Troubleshooting

Start by capturing namespace state. See Collect diagnostics, then match the symptom below.

helm install fails with a cert-manager error

The error mentions no matches for kind "Issuer" or "Certificate". cert-manager is not installed, and the bundled kubepmix webhook needs it. Install cert-manager, or install without kubepmix:

--set kubepmix.enabled=false

helm install fails with a PodMonitor error

The error mentions no matches for kind "PodMonitor". The Prometheus Operator resources (monitoring.coreos.com) are not present, and tt-telemetry ships a PodMonitor by default. Disable it:

--set tt-telemetry.podMonitor.enabled=false

You can still scrape /metrics by other means. See Telemetry.

Pods stuck in ImagePullBackOff

The node cannot pull from ghcr.io. Confirm outbound registry access and, if your registry requires authentication, that a valid pull secret is configured. Inspect the failing pod:

kubectl -n tt-operator-system describe pod <pod>

NFD did not label a node

kubectl get nodes -l feature.node.kubernetes.io/pci-1200_1e52.present=true

If a node with a device is missing, confirm the device is visible on the host with lspci | grep -i tenstorrent, and that the NFD worker pod is Running on that node. Labeling is asynchronous, so allow a short interval after install.

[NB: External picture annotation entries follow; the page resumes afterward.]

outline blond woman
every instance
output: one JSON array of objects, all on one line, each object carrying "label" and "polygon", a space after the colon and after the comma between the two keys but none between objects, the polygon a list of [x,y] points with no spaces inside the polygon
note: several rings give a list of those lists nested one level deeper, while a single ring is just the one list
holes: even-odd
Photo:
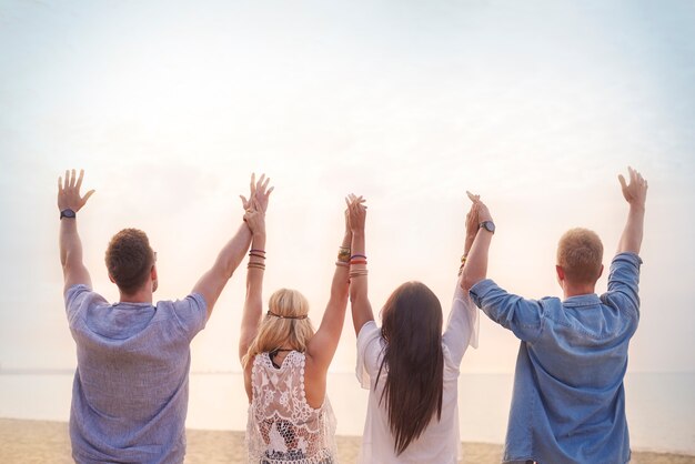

No /dev/tenstorrent devices on a node

The driver is not loaded. Check, in order:

kubectl get tenstorrentdriverpolicies                       # is a policy applied?
kubectl -n tt-operator-system get ds,pods                   # is the per-policy builder DaemonSet running?
cat /sys/module/tenstorrent/version                          # on the node, is the module loaded?

A common root cause is the builder failing to compile tt-kmd because the node’s kernel headers are missing. Inspect the builder pod logs:

kubectl -n tt-operator-system logs <driver-builder-pod>

A ResourceClaim never binds (DRA)

kubectl get resourceslices

If there are no device entries, the DRA Driver has no resolvable fabric topology on the node, so it publishes nothing and the claim cannot bind. This is an environment limitation, not a fault.

Telemetry collector restarts during a driver install

This is expected. The device briefly disappears while tt-kmd is reinstalled and the collector restarts. /metrics becomes healthy again once the driver is back. See Telemetry.